Inspiration always returns

In the early aughts, I went to Australia to visit my sister, Jackie, who was having an adventure living and working down under. During our vacation, I mastered driving stick on the left side of the road, swam in a tea-tree-oil-infused river, and tried surfing for the first time.

In Byron Bay, an extremely beautiful and chill coastal town where perfect white-sand beaches bordered impossibly clear blue water, we signed up for a one-day surfing lesson.

It was a comedy of errors.

Our instructor, who was like an Aussie version of our Uncle Pete, nearly ran out of gas on the drive to the beach. Jackie’s friend Andrew got spiralling welts on his leg from an insane jellyfish sting, and I almost broke my nose when my surfboard cracked me in the face. Rookie mistake!

Despite the bumps, it was well worth it. After practicing the basics on dry land, we paddled out to put our raw technique into practice on the water. The first 20 or so tries, I fell off the board in every way imaginable: frontwards, backward, and sideways. But eventually, I caught a little wave, moved into position the way Aussie Uncle Pete had shown me, and got up on the board.

For a few blissful seconds, I rode that wave. I was surfing!

Sometimes, when all the forces align, writing feels like this; it’s like flying, just at a desk. This exhilarating creative flow state is one of the best feelings in life. And like all good things, including riding a wave, it doesn’t last forever.

Creative flow always feels extra hard to channel this time of year. I’m not alone in finding the grey, bleak days of late winter kind of a drag. Add the thorns and distractions of life—the exhaustion of the horrific news cycle, an overactive group text chat, a new job, grief, loss, love—can really pull a person away from the creative urge. Some days (weeks, months, years) it’s nowhere to be found.

As creative people with jobs and responsibilities, including writing for personal fulfilment or professional requirement, these distraction-filled times can be equal parts exhausting and fearful.

Working through a dry spell can feel like treading water: tiring and unproductive.

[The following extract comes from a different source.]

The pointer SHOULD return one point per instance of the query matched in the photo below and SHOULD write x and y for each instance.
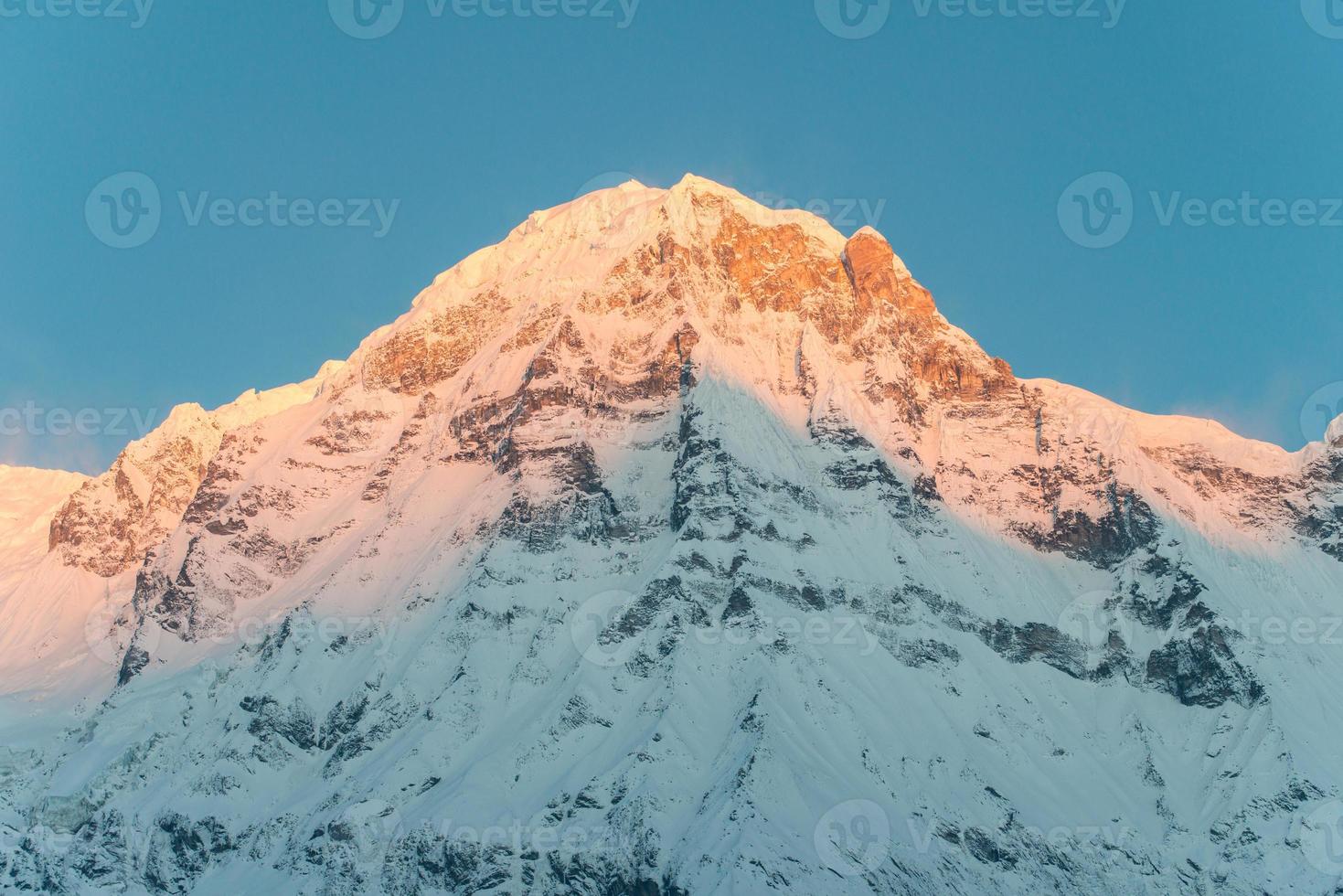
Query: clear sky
(958, 128)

Worse still is the worry that you’ll never get up on the board again, that your inspiration is gone for good, your well has run dry.

Ah, the well.

I’ll admit I don’t love this metaphor. It’s overused and inaccurate. Creativity never really disappears, but it definitely cycles. I prefer a more dynamic and personal metaphor: the sea, with its constant flux, depths, and ever-changing tides.

When the tide is high, and the ideas and words are flowing, I work. When the tide is out, and there’s nothing but a dry beach in front of me, I play! (Or at least stop reaching for my figurative surfboard).

Working Through The Ebbs.

Life is consistently inconsistent.

Just when we think we’ve got this, there’s a new twist or turn, and we’ve got to adapt and change. These jolts and shifts affect our creative energy. Some days, it’s just not there.

It’s not realistic to expect it to be “on” all the time. But our insane hustle culture makes it hard to prioritize rest and downtime, especially if we’re worried our best work’s behind us, that our creativity is gone for good.

In these times, which can be disheartening, remind yourself that it takes enormous amounts of energy not only to have an idea but to execute it!

If your inspiration is ebbing the least productive thing you can do is fight it or feel guilty.

Instead, use this low-tide time to rest and take stock. Do the quiet background work of writing, such as reading and talking to people who light you up. Investigate the flotsam and jetsom left by your last high tide, those scraps of ideas that might find a place in your next project or piece of writing.

Who knows? It might even lead to the tide returning sooner than you expected.

Go With the Flow.

The creative flow state is pure magic, as you lose track of time and space as you dive headfirst into your project.

As I mentioned above, though, it is also fleeting.

Flow is elusive. But you can create the conditions to invite the return of your next creative flood.

First, prioritize your process. Eliminate as many distractions as possible from your writing time and space. It has to be just you, floating alone, deep in the ocean of your thoughts, feelings and imagination.

Enact a gentle discipline. Even just 10 or 15 minutes of no-pressure writing a day can lure your muses back from vacation.

Inspiration is only a fragment of what goes into creating something amazing, just like surfing takes more than just a wave. You need a board, a lot of balance, and enough strength to swim out.

The more you practice your craft in uninspiring moments, the more prepared you’ll be to catch the next wave of inspiration.

Prioritize Play.

We can’t control the ocean. And we can’t control creativity’s natural ebbs.

When the tide goes out, and your ideas dry up, don’t panic.


Schedule a bit of time for fun every day.

This may be physical play, such as a bike ride, a tickle fight with your kids, or digging in the garden. It can be a board game or a puzzle. Crosswords are a personal favourite for me. It could be something cultural that fills your cup, like seeing a play or concert.

You do you.

Just remember that the definition of play is something that’s done for its own sake. Getting a fast weeknight dinner on the table is not play. Taking a Saturday afternoon to master a new recipe from a beloved cookbook for pleasure is.

This playtime can have social, emotional and physical benefits. And it can help draw the tide back in.